Peeden J N, Rimoin D L, Lachman R S, Dyer M L, Gerard D, Gruber H E
Pediatric Associates, University of Tennessee, Department of Pediatrics, Knoxville 37909.
Am J Med Genet. 1992 Nov 15;44(5):651-6. doi: 10.1002/ajmg.1320440525.

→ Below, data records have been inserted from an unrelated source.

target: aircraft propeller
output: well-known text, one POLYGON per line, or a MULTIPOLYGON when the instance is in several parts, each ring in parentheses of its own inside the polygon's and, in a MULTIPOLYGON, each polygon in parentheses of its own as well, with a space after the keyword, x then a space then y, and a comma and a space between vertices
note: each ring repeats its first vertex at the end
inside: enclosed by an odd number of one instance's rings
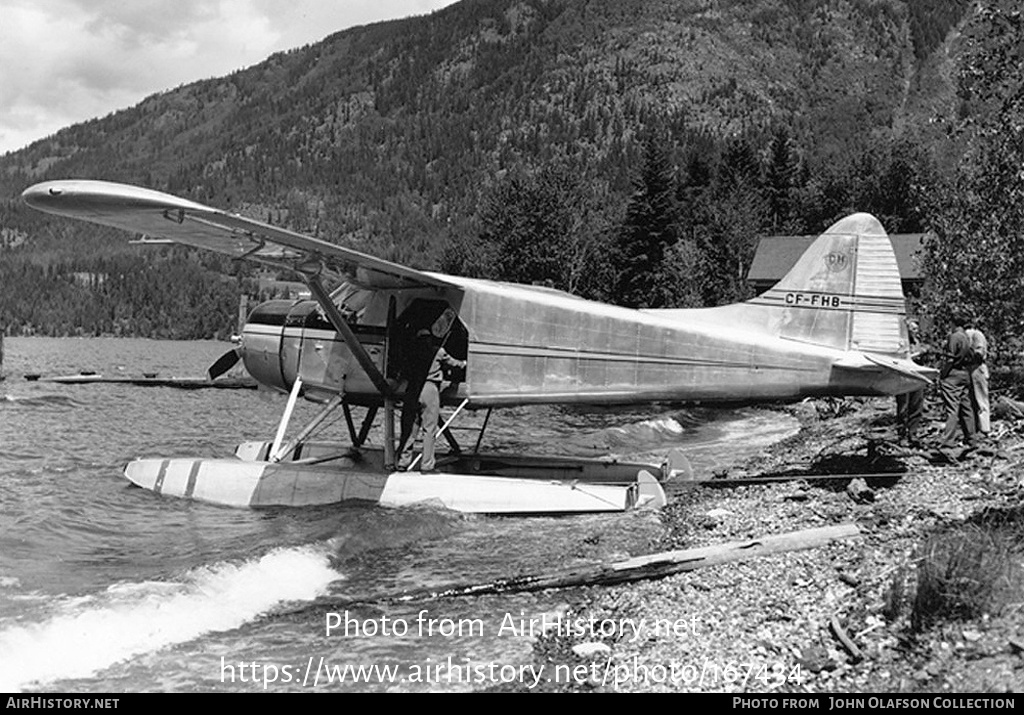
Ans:
POLYGON ((210 369, 207 370, 207 374, 210 376, 211 380, 216 380, 218 377, 233 368, 241 359, 242 350, 239 347, 232 347, 230 350, 214 361, 213 365, 210 366, 210 369))

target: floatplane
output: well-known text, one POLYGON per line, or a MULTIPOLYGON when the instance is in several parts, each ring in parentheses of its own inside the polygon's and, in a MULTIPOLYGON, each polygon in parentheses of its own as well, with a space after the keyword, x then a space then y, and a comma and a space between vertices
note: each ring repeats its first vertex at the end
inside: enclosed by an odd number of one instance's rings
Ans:
MULTIPOLYGON (((528 457, 481 451, 492 411, 524 405, 611 406, 892 395, 934 371, 913 363, 892 245, 880 222, 838 221, 766 293, 696 309, 642 309, 538 286, 417 270, 281 226, 144 187, 58 180, 23 194, 41 211, 292 270, 311 299, 271 300, 248 317, 239 360, 288 393, 272 440, 224 459, 146 458, 125 475, 158 494, 232 506, 347 500, 400 506, 435 501, 480 513, 622 511, 665 503, 662 483, 687 465, 528 457), (418 330, 444 325, 444 347, 465 361, 441 394, 450 451, 441 471, 399 468, 395 415, 406 393, 402 355, 418 330), (323 407, 286 439, 299 397, 323 407), (362 410, 356 424, 353 409, 362 410), (317 440, 341 410, 348 444, 317 440), (485 412, 475 447, 453 423, 485 412), (378 417, 383 444, 369 435, 378 417)), ((433 426, 431 425, 431 428, 433 426)))

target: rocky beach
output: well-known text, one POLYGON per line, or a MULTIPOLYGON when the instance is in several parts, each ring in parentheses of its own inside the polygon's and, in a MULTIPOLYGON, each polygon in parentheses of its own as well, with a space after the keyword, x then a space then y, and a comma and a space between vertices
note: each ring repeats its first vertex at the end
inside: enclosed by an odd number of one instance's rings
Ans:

In 1980 Sedaghatian described an Iranian infant who died shortly after birth. At autopsy, he was found to have subacute myocarditis, cortical necrosis of kidneys, and adrenal and pulmonary hemorrhage. His skeletal abnormalities included mild rhizomelic shortness of his limbs and platyspondylyl and "laciness" of the iliac wings. In 1987 Optiz et al. described another Iranian infant with a similar perinatal course and roentgenograms. This infant was born to first cousins, suggesting an autosomal recessive single gene defect. We report our findings of another infant with a lethal course.
1980年,塞达加蒂安描述了一名出生后不久即死亡的伊朗婴儿。尸检发现,他患有亚急性心肌炎、肾皮质坏死以及肾上腺和肺部出血。他的骨骼异常包括四肢轻度近端短小、椎体扁平以及髂骨翼“网状化”。1987年,奥普蒂兹等人描述了另一名具有相似围产期病程和X光片表现的伊朗婴儿。这名婴儿的父母是近亲,提示为常染色体隐性单基因缺陷。我们报告了另一名病程致命的婴儿的研究结果。